Rethinking and Exploring String-Based Malware Family Classification in the Era of LLMs and RAG
- URL: http://arxiv.org/abs/2507.04055v1
- Date: Sat, 05 Jul 2025 14:36:13 GMT
- Title: Rethinking and Exploring String-Based Malware Family Classification in the Era of LLMs and RAG
- Authors: Yufan Chen, Daoyuan Wu, Juantao Zhong, Zicheng Zhang, Debin Gao, Shuai Wang, Yingjiu Li, Ning Liu,
- Abstract summary: Family-Specific String (FSS) features could be utilized in a manner similar to Retrieval-Augmented Generation (RAG) to facilitate Malware Family Classification (MFC)<n>We develop a curated evaluation framework covering 4,347 samples from 67 malware families, extract and analyze over 25 million strings, and conduct detailed ablation studies to assess the impact of different design choices in four major modules.
- Score: 17.816068374958043
- License: http://arxiv.org/licenses/nonexclusive-distrib/1.0/
- Abstract: Malware Family Classification (MFC) aims to identify the fine-grained family (e.g., GuLoader or BitRAT) to which a potential malware sample belongs, in contrast to malware detection or sample classification that predicts only an Yes/No.
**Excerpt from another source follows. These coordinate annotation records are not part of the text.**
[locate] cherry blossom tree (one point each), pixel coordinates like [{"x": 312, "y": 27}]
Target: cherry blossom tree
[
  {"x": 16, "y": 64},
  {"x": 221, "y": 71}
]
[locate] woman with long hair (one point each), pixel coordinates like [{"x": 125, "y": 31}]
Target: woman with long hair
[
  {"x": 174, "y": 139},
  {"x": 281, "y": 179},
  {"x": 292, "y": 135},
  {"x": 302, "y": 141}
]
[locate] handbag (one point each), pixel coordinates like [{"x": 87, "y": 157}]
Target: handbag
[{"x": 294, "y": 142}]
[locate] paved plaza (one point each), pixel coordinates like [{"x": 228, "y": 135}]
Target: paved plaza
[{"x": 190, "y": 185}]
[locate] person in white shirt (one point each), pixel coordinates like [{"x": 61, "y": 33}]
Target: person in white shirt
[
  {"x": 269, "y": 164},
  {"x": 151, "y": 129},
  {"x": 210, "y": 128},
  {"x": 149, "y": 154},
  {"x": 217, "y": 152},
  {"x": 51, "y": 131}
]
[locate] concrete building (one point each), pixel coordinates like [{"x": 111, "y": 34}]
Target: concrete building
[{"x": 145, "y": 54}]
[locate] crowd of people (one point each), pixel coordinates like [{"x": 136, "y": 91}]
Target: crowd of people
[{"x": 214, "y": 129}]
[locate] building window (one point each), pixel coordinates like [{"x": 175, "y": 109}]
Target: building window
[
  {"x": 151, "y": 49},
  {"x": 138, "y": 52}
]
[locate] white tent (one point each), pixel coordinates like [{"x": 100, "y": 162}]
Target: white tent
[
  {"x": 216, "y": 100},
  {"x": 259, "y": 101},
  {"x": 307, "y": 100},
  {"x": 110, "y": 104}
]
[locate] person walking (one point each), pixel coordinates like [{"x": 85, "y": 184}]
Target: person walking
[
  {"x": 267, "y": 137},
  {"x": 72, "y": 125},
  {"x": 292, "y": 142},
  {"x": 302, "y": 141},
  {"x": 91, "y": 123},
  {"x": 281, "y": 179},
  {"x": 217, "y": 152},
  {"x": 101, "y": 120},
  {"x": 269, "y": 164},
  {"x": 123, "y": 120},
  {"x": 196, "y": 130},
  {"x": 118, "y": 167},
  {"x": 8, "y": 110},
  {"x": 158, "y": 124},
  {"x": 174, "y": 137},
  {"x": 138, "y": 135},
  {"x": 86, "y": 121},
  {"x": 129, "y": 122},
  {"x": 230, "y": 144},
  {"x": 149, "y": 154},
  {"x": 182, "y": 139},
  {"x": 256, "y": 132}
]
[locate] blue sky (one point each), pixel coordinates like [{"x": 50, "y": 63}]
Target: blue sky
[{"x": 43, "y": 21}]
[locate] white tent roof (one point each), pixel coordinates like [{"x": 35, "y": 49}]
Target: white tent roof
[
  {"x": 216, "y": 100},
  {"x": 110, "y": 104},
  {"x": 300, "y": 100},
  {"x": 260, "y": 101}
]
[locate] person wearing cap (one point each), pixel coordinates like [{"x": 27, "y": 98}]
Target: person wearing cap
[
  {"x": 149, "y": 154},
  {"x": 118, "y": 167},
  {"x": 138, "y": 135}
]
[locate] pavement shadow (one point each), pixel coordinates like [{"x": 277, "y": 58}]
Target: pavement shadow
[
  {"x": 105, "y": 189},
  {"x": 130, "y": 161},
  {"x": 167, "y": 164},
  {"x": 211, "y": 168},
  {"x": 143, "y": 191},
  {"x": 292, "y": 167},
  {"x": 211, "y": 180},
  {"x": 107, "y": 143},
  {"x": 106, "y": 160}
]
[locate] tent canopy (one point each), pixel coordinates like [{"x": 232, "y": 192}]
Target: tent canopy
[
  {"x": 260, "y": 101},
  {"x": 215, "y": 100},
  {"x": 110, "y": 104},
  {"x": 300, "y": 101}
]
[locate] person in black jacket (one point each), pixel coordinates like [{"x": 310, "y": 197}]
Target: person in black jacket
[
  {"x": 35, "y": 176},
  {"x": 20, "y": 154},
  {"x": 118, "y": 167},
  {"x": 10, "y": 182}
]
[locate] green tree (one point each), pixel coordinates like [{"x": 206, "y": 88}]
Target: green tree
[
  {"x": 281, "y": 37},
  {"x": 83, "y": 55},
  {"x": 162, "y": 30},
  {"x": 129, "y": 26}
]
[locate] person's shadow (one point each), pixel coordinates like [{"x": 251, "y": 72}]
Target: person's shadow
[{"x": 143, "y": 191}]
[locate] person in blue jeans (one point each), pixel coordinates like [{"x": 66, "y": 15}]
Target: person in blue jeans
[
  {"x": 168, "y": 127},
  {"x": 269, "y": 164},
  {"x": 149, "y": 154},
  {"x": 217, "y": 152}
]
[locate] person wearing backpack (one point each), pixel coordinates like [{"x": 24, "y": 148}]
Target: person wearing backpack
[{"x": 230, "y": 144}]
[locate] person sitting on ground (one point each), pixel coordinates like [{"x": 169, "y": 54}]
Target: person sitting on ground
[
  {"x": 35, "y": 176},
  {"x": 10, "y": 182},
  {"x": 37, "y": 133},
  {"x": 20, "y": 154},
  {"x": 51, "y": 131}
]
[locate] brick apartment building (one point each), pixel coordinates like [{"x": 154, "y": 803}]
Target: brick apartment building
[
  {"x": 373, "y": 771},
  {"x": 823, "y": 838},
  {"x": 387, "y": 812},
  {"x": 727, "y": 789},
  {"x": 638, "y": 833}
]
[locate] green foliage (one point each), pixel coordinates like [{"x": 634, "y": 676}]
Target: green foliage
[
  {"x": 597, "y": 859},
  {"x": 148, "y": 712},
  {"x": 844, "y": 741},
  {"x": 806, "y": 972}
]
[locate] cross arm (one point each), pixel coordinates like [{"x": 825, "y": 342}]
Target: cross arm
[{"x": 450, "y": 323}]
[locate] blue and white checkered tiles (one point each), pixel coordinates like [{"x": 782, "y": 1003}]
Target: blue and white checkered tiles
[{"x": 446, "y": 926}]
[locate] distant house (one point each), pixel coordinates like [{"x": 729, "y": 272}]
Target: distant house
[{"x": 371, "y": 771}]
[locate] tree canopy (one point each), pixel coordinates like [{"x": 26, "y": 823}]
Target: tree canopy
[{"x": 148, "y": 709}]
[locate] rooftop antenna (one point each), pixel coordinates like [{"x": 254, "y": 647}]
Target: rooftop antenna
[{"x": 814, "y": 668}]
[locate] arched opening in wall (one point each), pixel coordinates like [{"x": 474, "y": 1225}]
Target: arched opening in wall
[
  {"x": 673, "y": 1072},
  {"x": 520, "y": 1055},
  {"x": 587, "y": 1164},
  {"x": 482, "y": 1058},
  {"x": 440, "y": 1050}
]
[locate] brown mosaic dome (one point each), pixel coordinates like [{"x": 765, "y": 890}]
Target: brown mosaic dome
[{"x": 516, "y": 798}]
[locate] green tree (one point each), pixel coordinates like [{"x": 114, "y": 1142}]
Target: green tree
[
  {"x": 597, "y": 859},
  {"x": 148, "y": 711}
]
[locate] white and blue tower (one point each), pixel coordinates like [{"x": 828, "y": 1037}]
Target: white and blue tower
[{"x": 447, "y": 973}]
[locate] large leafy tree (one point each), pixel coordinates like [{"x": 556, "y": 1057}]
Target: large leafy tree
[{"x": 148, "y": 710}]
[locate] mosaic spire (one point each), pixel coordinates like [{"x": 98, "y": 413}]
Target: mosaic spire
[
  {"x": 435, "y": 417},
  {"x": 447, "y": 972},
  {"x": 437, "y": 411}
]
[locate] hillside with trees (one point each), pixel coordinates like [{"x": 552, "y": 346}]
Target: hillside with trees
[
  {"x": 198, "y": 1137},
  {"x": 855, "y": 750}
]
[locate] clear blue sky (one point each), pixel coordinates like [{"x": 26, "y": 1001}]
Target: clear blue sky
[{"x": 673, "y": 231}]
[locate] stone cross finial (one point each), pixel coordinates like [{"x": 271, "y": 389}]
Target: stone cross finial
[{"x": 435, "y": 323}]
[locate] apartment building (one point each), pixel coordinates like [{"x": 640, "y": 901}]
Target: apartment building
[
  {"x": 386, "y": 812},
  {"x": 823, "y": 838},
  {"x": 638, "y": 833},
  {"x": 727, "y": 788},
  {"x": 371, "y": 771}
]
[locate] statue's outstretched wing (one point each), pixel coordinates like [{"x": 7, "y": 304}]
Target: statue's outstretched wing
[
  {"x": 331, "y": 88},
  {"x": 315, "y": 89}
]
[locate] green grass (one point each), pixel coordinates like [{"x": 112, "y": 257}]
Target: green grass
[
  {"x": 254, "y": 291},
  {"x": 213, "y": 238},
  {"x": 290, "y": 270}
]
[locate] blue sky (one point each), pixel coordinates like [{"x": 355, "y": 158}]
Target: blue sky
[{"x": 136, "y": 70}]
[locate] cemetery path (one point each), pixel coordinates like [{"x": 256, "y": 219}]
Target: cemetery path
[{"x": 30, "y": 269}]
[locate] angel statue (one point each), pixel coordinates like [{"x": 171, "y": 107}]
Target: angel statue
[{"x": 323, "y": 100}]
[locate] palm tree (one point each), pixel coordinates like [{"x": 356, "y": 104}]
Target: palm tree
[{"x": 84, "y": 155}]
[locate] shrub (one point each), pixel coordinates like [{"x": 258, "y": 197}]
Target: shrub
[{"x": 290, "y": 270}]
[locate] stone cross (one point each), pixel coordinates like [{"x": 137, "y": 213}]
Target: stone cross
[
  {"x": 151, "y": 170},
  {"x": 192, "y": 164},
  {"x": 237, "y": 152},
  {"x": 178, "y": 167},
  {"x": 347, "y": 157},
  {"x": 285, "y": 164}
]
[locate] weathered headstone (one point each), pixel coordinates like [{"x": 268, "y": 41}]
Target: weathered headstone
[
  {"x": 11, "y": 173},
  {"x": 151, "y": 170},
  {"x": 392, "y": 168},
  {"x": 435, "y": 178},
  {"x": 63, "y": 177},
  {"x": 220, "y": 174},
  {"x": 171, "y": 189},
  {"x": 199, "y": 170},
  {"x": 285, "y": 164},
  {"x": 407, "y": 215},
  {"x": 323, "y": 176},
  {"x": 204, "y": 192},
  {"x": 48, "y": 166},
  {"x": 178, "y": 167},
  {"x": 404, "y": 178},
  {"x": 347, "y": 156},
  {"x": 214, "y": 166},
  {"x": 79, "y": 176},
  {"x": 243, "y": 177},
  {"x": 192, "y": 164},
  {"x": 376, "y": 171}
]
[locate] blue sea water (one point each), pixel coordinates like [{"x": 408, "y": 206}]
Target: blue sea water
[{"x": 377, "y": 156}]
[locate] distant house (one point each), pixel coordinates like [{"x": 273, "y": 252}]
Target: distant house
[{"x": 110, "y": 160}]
Accurate family identification can greatly facilitate automated sample labeling and understanding on crowdsourced malware analysis platforms such as VirusTotal and MalwareBazaar, which generate vast amounts of data daily. In this paper, we explore and assess the feasibility of using traditional binary string features for MFC in the new era of large language models (LLMs) and Retrieval-Augmented Generation (RAG). Specifically, we investigate how Family-Specific String (FSS) features could be utilized in a manner similar to RAG to facilitate MFC. To this end, we develop a curated evaluation framework covering 4,347 samples from 67 malware families, extract and analyze over 25 million strings, and conduct detailed ablation studies to assess the impact of different design choices in four major modules.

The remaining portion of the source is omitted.